I’m not sure how many of these articles made their way into books. I know that Kevin Roose’s “One Percent Jokes and Plutocrats in Drag: What I Saw When I Crashed a Wall Street Secret Society” was recycled in his Young Money.

This is not the kind of book that lends itself to a review, but I thought I’d share the gist of Jia Lynn Yang’s article “Maximizing Shareholder Value: The Goal That Changed Corporate America.”

We take it for granted today that a company’s primary purpose is to maximize shareholder value, but that wasn’t always the case. “Rather, it was introduced by a handful of free-market academics in the 1970s and then picked up by business leaders and the media until it became an oft-repeated mantra in the corporate world.” (p. 162)
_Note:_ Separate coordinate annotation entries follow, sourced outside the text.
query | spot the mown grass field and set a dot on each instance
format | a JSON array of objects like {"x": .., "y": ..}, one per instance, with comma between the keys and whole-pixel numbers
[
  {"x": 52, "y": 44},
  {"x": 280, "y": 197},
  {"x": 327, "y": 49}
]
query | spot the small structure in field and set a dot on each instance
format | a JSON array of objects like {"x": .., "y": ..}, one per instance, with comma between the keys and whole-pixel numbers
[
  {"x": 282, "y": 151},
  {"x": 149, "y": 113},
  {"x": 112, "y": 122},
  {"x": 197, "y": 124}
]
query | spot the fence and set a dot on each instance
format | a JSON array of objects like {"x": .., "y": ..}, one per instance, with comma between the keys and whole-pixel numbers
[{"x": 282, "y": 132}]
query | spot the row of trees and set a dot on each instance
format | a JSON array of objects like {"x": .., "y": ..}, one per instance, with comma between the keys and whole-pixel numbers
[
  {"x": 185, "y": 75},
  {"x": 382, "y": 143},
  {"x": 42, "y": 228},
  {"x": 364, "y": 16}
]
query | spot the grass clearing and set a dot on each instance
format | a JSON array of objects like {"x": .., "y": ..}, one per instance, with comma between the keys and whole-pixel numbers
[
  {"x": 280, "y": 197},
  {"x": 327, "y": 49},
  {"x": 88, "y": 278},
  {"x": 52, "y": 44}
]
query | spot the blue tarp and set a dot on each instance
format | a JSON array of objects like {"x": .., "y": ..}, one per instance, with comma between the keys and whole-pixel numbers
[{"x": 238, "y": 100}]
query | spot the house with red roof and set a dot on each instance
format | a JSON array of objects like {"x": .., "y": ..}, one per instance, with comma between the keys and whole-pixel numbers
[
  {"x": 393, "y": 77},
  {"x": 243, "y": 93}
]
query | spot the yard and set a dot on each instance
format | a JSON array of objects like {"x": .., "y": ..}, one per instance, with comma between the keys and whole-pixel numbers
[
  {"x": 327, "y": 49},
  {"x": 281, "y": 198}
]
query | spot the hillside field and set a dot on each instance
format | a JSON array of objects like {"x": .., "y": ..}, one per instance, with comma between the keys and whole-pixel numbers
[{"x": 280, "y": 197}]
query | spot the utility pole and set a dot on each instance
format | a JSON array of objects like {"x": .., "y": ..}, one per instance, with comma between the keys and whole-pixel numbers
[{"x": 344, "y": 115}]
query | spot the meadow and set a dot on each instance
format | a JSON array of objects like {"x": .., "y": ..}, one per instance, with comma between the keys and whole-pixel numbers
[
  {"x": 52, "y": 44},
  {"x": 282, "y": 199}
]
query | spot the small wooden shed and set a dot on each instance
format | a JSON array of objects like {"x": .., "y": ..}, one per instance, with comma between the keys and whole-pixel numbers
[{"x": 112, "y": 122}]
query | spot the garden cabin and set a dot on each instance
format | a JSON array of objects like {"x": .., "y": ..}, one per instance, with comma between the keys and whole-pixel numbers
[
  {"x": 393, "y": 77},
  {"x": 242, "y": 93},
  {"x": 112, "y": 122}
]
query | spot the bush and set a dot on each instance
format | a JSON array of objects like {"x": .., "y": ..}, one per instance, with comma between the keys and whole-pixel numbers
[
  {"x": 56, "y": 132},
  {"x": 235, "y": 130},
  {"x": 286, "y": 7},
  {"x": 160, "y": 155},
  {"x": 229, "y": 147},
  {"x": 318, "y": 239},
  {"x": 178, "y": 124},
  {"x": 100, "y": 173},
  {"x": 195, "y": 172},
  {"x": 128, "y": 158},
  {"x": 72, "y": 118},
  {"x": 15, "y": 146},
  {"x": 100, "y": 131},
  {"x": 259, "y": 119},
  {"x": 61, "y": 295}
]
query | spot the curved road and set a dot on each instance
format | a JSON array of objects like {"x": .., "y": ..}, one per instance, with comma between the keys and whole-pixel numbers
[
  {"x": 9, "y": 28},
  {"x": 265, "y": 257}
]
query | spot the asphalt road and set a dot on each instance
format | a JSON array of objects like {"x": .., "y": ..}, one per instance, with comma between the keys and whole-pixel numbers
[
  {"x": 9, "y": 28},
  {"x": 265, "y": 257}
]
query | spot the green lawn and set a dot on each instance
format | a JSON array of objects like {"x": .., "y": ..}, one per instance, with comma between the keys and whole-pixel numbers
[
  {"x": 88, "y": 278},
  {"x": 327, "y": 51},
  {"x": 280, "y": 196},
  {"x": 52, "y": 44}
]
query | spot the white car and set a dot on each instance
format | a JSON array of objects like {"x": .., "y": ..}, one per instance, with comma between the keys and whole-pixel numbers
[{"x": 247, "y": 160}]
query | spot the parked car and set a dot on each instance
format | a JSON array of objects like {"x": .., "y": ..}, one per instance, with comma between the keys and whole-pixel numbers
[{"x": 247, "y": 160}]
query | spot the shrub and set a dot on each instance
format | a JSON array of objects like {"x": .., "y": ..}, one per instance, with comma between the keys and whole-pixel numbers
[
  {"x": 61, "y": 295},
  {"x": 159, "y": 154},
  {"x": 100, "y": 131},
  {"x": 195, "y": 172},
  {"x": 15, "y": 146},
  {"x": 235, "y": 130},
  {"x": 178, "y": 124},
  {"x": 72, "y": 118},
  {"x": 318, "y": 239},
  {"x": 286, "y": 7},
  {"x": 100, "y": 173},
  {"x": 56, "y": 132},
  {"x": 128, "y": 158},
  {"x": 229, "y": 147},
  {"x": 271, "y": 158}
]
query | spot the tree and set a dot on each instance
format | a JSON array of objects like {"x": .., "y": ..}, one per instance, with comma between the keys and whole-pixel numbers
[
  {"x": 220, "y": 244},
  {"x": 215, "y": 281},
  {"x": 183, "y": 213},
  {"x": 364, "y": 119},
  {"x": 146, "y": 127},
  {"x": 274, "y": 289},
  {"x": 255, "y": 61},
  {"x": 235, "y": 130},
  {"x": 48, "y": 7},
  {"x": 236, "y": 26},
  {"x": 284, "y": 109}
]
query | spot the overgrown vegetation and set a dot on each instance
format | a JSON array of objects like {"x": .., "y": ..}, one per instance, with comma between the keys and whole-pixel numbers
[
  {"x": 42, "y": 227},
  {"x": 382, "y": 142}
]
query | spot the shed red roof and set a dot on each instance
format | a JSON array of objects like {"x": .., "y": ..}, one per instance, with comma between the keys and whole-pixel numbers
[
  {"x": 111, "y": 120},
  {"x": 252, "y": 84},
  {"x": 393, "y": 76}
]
“In the decades after World War II, as the U.S. economy boomed, the interests of companies, shareholders, society, and workers appeared to be in tune. … Even until 1981, the Business Roundtable trade group understood the need to balance these different stakeholders. ‘Corporations have a responsibility, first of all, to make available to the public quality goods and services at fair prices, thereby earning a profit that attracts investment to continue and enhance the enterprise, provide jobs, and build the economy. ... The long-term viability of the corporation depends upon its responsibility to the society of which it is a part. And the well-being of society depends upon profitable and responsible business enterprises." (p. 164)

Today those words sound positively utopian. We have succumbed to Milton Friedman’s infamous 1970 remark that the only “social responsibility of business is to increase its profits.” (p. 165) This shift in objectives, Yang contends, “helped spawn the rise of executive pay tied to share prices—and thus the huge rise in stock-option pay. As a result, average annual executive pay has quadrupled since the early 1970s.” (p. 165)

I found a different set of figures from the Economic Policy Institute, a union-oriented organization: that “from 1978 to 2013, CEO compensation, inflation-adjusted, increased 937 percent, a rise more than double stock market growth and substantially greater than the painfully slow 10.2 percent growth in a typical worker’s compensation over the same period. The CEO-to-worker compensation ratio was 20-to-1 in 1965 and 29.9-to-1 in 1978, grew to 122.6-to-1 in 1995, peaked at 383.4-to-1 in 2000, and was 295.9-to-1 in 2013.”

This isn’t the place to parse economic data. Suffice it to say that CEOs are making much more, workers are treading water, and shareholder value is rising. Goals are no longer balanced.